Key metrics include the nasolabial angle and the cervicomental angle (neck-to-chin). A thorough analysis determines if the patient needs projection, vertical height, or lateral width. This data-driven approach prevents emotional or trend-based decision-making.
Modern consultations leverage technology to bridge the imagination gap. 3D imaging systems capture the patient’s face from multiple angles and reconstruct a digital avatar. This allows the practitioner to simulate the effect of adding volume to the cheeks and chin.

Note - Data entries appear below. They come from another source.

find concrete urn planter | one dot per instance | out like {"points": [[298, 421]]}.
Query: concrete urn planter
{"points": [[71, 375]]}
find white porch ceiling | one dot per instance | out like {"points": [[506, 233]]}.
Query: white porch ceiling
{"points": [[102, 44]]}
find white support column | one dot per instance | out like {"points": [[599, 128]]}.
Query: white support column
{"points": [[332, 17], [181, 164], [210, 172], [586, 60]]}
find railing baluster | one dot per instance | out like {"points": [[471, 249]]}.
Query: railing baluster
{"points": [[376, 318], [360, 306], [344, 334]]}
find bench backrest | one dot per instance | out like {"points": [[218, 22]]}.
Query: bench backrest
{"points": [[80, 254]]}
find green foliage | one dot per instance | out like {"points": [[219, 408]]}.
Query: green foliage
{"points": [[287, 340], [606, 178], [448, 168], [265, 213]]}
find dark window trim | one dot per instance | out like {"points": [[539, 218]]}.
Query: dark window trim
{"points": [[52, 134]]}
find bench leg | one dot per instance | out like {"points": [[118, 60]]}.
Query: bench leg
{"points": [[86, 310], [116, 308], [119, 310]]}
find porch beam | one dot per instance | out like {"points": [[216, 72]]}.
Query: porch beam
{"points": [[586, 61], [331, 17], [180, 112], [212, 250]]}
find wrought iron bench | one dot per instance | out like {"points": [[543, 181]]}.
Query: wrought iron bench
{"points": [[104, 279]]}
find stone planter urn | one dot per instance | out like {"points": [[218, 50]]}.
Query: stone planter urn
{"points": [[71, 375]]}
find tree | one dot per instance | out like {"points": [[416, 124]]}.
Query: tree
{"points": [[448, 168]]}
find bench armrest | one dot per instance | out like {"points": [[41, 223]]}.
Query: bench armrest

Digital mapping helps in quantifying the volume deficit. It allows the patient to see how projecting the chin will affect the appearance of their nose and neck. It serves as a visual contract between patient and provider regarding the target outcome.
The practitioner must touch and feel the face to assess tissue competence. They evaluate the thickness of the skin and the tightness of the ligaments. This tactile exam determines the tissues’ capacity to hold filler without appearing distorted.
“Skin turgor” and “snap back” are tested. If the skin is extremely lax, filler alone may not be enough to lift it. The practitioner also palpates the underlying bone to identify natural landmarks and potential irregularities, such as bone spurs or asymmetry.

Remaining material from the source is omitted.